Первая половина июля прошла в собирании справок, в толкотне у кабинетов врачей медицинской комиссии, в заполнении анкет, утомительно дотошных, с многочисленными вопросами, порой ставившими в тупик; биография пока была небольшой, а листы анкеты — огромные, я путался в них, делал ошибки, меня раза два или три повестками вызывали в военкомат переписывать анкету, что, в общем-то, удручало, зато я вдоволь насмотрелся на офицеров, всегда подтянутых, собранных, скупых на слова, обладавших удивительным умением властно приказывать, не повышая голоса, и это еще сильнее укрепило желание стать военным. Наконец, в военкомате сказали: «Никуда не уезжай. Жди повестки... Бегай пока, наращивай мускулы — пригодятся». С утра я уходил на водную станцию и пропадал там до вечера, до тех пор, пока солнце не тяжелело, и лучи его уже не освещали пляж, а отчетливо высвечивали далекий берег широко разлившейся у плотины реки. Путь до водной станции был не близок: сначала парком по широкой, посыпанной мелким песком аллее, затем — километра два — сосновым бором до мельзавода. Здание его из темно-вишневого кирпича было такой ровной кладки, что казалось литым; своими остроконечными очертаниями, узкими и от этого всегда темными окнами оно напоминало средневековую крепость. У плотины, воздвигнутой для завода, река разлилась, дно ее расчистили, на воде установили мостки и вышки, а берег засыпали песком.
Возвращаясь однажды домой, я неожиданно столкнулся в парке с Яснопольскими — встретил их впервые с тех пор, как они от нас переехали... Солнце садилось, било, точно прожектор, сильными лучами вдоль аллеи, слепило глаза, и я шел наклонив голову, поэтому не сразу сообразил, кто идет навстречу, а то бы, наверное, свернул в сторону, под деревья; видел, конечно, впереди мужчину и женщину, но лиц не различал: он как-то устало волочил ноги, загребая ступнями сухой песок, — под ногами клубилось пыльное облачко, а она чуть ли не висела на руке мужчины, потому что в туфлях на высоком каблуке было неудобно идти по песку.

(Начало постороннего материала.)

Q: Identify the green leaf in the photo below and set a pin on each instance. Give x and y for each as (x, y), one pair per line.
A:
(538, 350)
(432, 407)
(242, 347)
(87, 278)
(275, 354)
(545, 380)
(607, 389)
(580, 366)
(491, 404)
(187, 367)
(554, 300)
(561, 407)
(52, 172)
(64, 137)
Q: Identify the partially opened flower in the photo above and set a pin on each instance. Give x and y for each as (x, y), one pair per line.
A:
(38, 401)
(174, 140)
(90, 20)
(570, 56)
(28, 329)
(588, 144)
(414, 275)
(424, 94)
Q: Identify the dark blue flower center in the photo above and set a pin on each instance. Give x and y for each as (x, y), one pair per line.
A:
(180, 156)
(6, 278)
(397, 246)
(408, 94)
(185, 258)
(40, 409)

— О-о!.. Вот встреча, — забасил мужчина. — Молодой человек, вы что же — своих не признаете? Загордился. Вырос — и загордился.
Повернув голову щекой к солнцу, чтобы лучше видеть, я искоса посмотрел на них и только тогда узнал:
— Здравствуйте.
Самсон Аверьянович улыбался во всю ширь лица:
— Смотри, Клара, как он вырос. Я сначала его и не узнал. Смотрю, кто-то очень знакомый идет, свой вроде человек, а кто — не сразу и сообразил.
Клара Михайловна так откровенно смерила меня взглядом, что мне стало неловко.
— Совсем молодец — пригожий, статный, — усмехнулась она.
— Не заглядывайся на молодых людей, — весело сказал Самсон Аверьянович и подмигнул: — Учти, все они, женщины, по одной мерке скроены.
Уйти бы. Суховато попрощаться, как и поздоровался — и уйти. Так нет же, казалось невежливым обрывать взрослого человека.
Самсон Аверьянович посматривал на меня открыто, с добродушной веселостью, словно и верно был несказанно рад встрече, и сыпал словами:
— Давай, рассказывай, как тебе живется-можется... Давно не виделись — аж с самой войны. Сколько воды утекло... Бежит времечко. Слышал я, что вы на новой квартире? Как тебе одному-то, без родственников, там приходится?
Не сразу и понял я, о чем он спрашивает, удивился:
— Я живу не один.
Клара Михайловна подергала мужа за руку:
— Он же гордый. Разве не видишь? Не хочет жаловаться.
— На что это жаловаться? — спросил я с недоумением.
— Полно тебе, полно, — Самсон Аверьянович покачал головой и ласково прищурился. — Своим, близким-то людям можно и излить душу. Полезно для нервной системы. Чего скрывать — мы же все знаем. Давно знаем, что мама твоя второй раз вышла замуж. Знаем — и за кого.
А Клара Михайловна, с сочувствием посмотрев на меня, добавила:
— Весь город об этом знает. Такая история... А ведь какой она казалась идейной. Всем нам служила примером, — лицо ее сделалось злым. — Непонятно, как ее после всего оставили на такой высокой должности работать. Или у нее большие связи?